My body has never limited me before. I steadfastly refuse to allow it to do so now. But I've never been damaged before, never had nerves severed by bullets. I've never gone 3 months without using my leg. I'm afraid and I hurt and I'm healing. I'm hyperaesthetic, which means that the massage of my right quadricep is somewhat akin to stabbing my flesh with burning pokers and then twisting them around and around until even lamaze breathing is helpless to contain the pain.
Yes, pain. I thought I had left pain back with the oxycodones of my first 2 months of recovery, but apparently I was wrong. I know I'm healing and I know it could all be much worse than it is (oh, so very very very much worse) and I know that this will pass and that what I can't do is much much less than what I can do. I know all these things and I am still bitter.
Bitter with the taste of bile in my throat and a racing heartbeat and a conscious effort being exerted to keep my mind out of the Safeway parking lot on that sunny Saturday, feeling a burning hole in my leg and knowing I'd been shot. That part's the PTSD.
I'm also pissed as hell – I am shorter on one side, I hurt, I have scars, Christina-Taylor exists only in my memories, Mavy's a widow and none of this was any of our fault. I'm just not able to see it all through the rosy lens which has been plastered over my eyes for the last 17 weeks. This week, all of a sudden, I'm feeling the snarky New Yorker creeping back in.
I guess the personality transplant I'd been noticing was only a temporary aberration. That's kinda sorta sad. She was a constant surprise to me, and I enjoyed her happy solutions to life's little problems. I have been nicer to salespeople, more patient in lines, less likely to lane jump to get someplace 15 seconds earlier. I was surprisingly happy.
Big Cuter says that the irritated woman of these last few posts makes him happy – he knows me and he knows that he loves me and he knows that hearing me complain about SUV's and being short and other annoyances means that the mother he knows and loves is back. It made him smile.
He's suggesting a yardstick for my emotions which is diametrically opposed to that I'm to use for my physical achievements. He wants me to compare myself to the person I was before. The sunny woman who managed to gloss over minor irritations because she was happy to see the sun rise was the outlier, not this cranky human who wanted to throw her cane through the windshield of the SUV. The hurler sounded more like his mom.

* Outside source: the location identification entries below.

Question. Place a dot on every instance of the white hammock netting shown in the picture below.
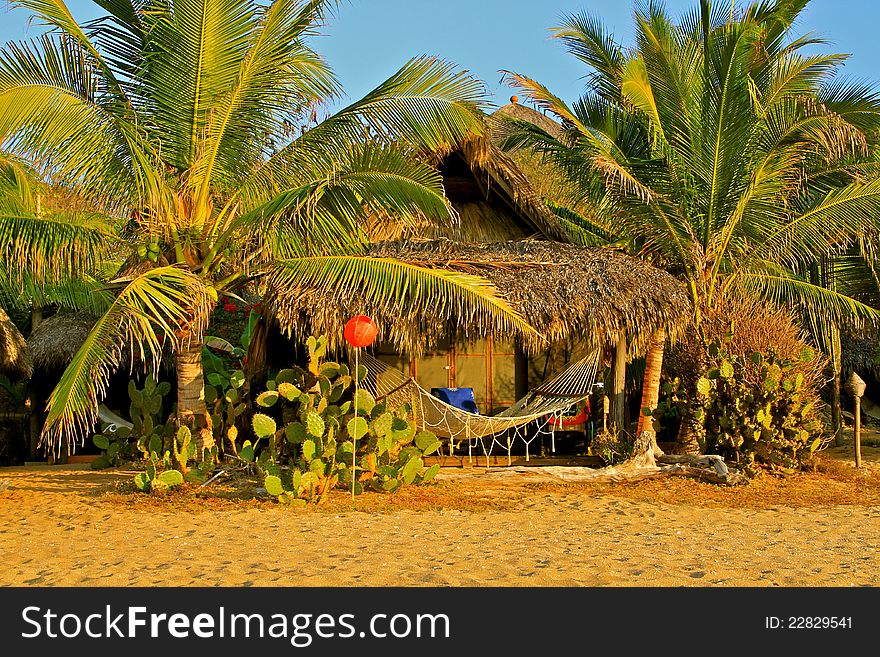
(544, 406)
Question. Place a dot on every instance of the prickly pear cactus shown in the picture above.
(329, 439)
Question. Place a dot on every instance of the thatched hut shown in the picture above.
(56, 340)
(15, 358)
(578, 299)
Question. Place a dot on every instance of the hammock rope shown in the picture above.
(544, 406)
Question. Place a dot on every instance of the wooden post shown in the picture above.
(32, 403)
(618, 386)
(856, 387)
(857, 432)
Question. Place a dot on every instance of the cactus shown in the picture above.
(320, 432)
(753, 410)
(145, 410)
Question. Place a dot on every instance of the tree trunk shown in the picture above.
(191, 408)
(33, 403)
(651, 382)
(648, 462)
(258, 350)
(618, 387)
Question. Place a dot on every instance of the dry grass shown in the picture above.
(834, 482)
(242, 493)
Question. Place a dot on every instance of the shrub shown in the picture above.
(756, 410)
(324, 443)
(611, 447)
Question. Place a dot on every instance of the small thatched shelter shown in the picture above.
(578, 299)
(492, 199)
(592, 295)
(15, 358)
(57, 339)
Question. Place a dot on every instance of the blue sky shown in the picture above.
(369, 39)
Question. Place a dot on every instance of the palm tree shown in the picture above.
(188, 133)
(719, 150)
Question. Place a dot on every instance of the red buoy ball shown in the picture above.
(360, 331)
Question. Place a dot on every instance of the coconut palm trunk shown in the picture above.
(191, 408)
(651, 383)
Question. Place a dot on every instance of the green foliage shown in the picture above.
(755, 410)
(324, 444)
(116, 447)
(612, 447)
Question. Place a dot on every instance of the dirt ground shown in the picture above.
(68, 525)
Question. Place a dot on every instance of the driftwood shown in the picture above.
(648, 462)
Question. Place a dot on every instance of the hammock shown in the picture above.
(550, 400)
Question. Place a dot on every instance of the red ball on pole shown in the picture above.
(360, 331)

Of course, the amplitude of my reaction does need to be examined. Big Cuter was able to agree that PTSD, the bitch, is inhabiting my control panel and that every once in a while she announces her presence with authority. The over-reactions, he suggests, might bear consideration, but my annoyance at the wrongness of her position and the rightness of mine reassured him that his mommy was still his mommy. “I mean, who wants a mom with a silly smile on her face all the time?”
The time to type about the implications of that last paragraph will come soon, I promise. For now, stay with me on the comparison track, please.
So, what have I learned? Control is an illusion. What I want is sometimes out of reach, no matter how hard I try or how dedicated I am to achieving it. I'd better get comfortable with my physical limitations because they are just that : mine. I can take advantage of that happy girl attitude to get over myself and stop whining about what I can't change and being glad that I am here to whine about it at all.
That sounds like a nice combination of the pieces both before and after.
Once again, denizens, you have provided me with the very best and least expensive therapy available. Without you, this is a sniveling, self-serving diary. With you, it's talking to caring friends about what's going on and what to make of it all. I think we're doing pretty well, don't you?